TU-A-201B-04: Estimating Dose to Eye Lens and Skin from Radiation Dose from CT Brain Perfusion Examinations: Comparison to CTDIvol Values

Abstract

Purpose: In brain perfusion studies, the patient's head is scanned repeatedly at one location over a short period of time to monitor contrast wash in and wash out. This may result in high radiation doses to the skin and the eye lens and possibly deterministic effects. The purpose of this study is to estimate the radiation dose to skin and eye lens from brain perfusion studies under a variety of scanning conditions and to compare these to CTDIvol. Method and Materials: Skin dose and eye lens dose were estimated using Monte Carlo simulations with a detailed patient model (GSF Model Irene) and CT source models. Brain perfusion scans were simulated with axial scans using the widest available collimation at various scan locations. For each available kVp, the total mAs (mAs/rotation × number of rotations) to reach 2 Gy for eye lens and for skin was determined.

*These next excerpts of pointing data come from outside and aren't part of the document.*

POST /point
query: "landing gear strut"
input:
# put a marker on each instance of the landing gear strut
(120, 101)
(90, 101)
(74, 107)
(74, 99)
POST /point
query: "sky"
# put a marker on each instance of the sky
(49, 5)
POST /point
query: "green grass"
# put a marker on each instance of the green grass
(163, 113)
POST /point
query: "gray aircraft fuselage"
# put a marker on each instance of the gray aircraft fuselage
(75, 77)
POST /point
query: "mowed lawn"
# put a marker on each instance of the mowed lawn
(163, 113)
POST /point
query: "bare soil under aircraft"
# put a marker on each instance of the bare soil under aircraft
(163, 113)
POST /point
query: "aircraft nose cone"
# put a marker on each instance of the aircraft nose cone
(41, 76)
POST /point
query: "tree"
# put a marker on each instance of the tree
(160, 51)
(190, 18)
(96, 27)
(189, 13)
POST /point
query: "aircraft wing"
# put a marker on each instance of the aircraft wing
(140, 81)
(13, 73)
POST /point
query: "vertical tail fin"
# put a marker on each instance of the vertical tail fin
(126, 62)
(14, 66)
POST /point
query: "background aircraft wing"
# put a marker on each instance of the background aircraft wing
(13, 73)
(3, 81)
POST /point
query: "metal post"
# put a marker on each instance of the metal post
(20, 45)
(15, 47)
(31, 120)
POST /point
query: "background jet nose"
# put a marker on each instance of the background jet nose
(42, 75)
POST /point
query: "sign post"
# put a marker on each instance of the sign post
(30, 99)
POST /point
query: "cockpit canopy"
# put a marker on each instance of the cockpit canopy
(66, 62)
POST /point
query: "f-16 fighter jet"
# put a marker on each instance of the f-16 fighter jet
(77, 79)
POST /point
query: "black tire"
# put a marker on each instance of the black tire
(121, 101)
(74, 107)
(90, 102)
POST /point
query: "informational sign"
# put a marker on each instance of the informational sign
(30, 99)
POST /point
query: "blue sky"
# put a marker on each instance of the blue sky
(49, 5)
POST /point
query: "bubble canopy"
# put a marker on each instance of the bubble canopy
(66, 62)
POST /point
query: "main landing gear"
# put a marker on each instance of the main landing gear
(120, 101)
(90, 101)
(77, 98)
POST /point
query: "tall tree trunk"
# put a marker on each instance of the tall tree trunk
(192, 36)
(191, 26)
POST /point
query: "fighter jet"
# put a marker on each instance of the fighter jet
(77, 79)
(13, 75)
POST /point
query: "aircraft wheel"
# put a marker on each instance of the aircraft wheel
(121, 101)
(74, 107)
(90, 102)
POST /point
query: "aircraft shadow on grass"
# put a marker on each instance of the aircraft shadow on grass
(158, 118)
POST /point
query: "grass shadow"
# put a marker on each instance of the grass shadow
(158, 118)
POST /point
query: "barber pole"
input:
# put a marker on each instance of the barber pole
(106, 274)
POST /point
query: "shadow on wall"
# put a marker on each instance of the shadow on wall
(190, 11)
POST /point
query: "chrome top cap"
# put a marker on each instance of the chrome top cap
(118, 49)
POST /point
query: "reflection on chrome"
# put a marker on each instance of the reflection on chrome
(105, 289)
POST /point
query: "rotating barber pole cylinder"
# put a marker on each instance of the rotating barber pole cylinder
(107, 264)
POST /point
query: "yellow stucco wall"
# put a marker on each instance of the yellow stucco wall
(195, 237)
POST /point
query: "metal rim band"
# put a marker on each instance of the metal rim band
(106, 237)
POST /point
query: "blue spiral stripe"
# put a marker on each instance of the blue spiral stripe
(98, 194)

Meanwhile, CTDIvol under each condition was obtained to investigate how well it predicts these doses. Results: For all kVps at four different scanners, the total number of rotations that would cause the dose to eye lens and skin reach 2Gy were calculated. For example, for a 300 mAs/rotation scan at 120kVp for scanner B, 58 rotations would result in an eye lens dose of 2Gy, and 47 rotations would result in a maximum skin dose of 2Gy. Depending on different kVp, CT scanners, and scan location, CTDIvol overestimates the eye lens dose by 46% to 18500% and it overestimates the skin dose by 25% to 82%. Conclusion: This study provides detailed information about the radiation dose to eye lens and skin from CT brain perfusion examinations. CTDIvol reported on the scanner console generally overestimates the dose to eye lens and skin. The results could help to improve the design of CT scan protocols.